The Wrong Girl
Taylor blinked as he stepped out of the dim club, blocking the blinding sunlight with one hand while his eyes adjusted, and held his phone to his ear.
“Tell me you found her, and you want to meet for lunch back at the apartment,” Whitaker said when she answered.
She was clearly in a good mood, and her tone suggested she wasn’t particularly interested in food for lunch. Taylor had a moment of regret for the train wreck he was about to create out of the rest of her day.
“Rain check, Princess, we have a problem.”
“What happened,” she said, her voice becoming focused as she recognized Taylor’s tone.
“I’m pretty sure the senator’s daughter was kidnapped last Saturday night. You should be getting emailed two videos in the next few minutes that show her stumbling and being led out of the back door of a local club. The other shows her semiconscious, being carried to a waiting car and driven away. Also, a shot of the guy who walked her out of the club passing money to the guy Mary Jane was dating after they loaded her into the car.”
“Shit,” Whitaker said as the sound of typing drifted through the phone.

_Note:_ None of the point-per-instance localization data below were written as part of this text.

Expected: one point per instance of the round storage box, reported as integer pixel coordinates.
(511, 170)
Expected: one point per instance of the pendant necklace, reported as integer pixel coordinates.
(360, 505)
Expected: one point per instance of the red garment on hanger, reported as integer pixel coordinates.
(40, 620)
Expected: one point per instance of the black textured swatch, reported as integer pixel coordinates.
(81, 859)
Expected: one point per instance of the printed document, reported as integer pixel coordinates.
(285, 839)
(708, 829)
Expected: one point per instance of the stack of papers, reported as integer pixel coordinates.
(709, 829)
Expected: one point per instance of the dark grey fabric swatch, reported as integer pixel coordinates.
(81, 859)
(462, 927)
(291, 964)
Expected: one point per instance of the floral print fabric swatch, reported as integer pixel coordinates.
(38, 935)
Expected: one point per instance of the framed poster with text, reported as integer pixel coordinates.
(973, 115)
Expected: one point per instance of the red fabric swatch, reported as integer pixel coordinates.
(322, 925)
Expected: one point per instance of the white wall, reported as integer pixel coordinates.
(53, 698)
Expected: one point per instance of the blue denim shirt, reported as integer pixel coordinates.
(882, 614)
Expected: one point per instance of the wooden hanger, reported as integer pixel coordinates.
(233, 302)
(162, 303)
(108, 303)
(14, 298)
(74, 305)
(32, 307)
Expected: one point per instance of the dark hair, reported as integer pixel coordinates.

“Maybe it’s nothing, and these were guys who worked for the senator paying a helpful guy for alerting them about Mary Jane’s state and they were just getting her out of the public eye. But I’ll tell you now, that’s not what this is,” Taylor said, his voice putting the lie to the words. “This was an abduction, plain and simple.”
“I’ve got the video.”
Taylor continued to his car and pulled out of the lot while he listened to her watch the silent security footage.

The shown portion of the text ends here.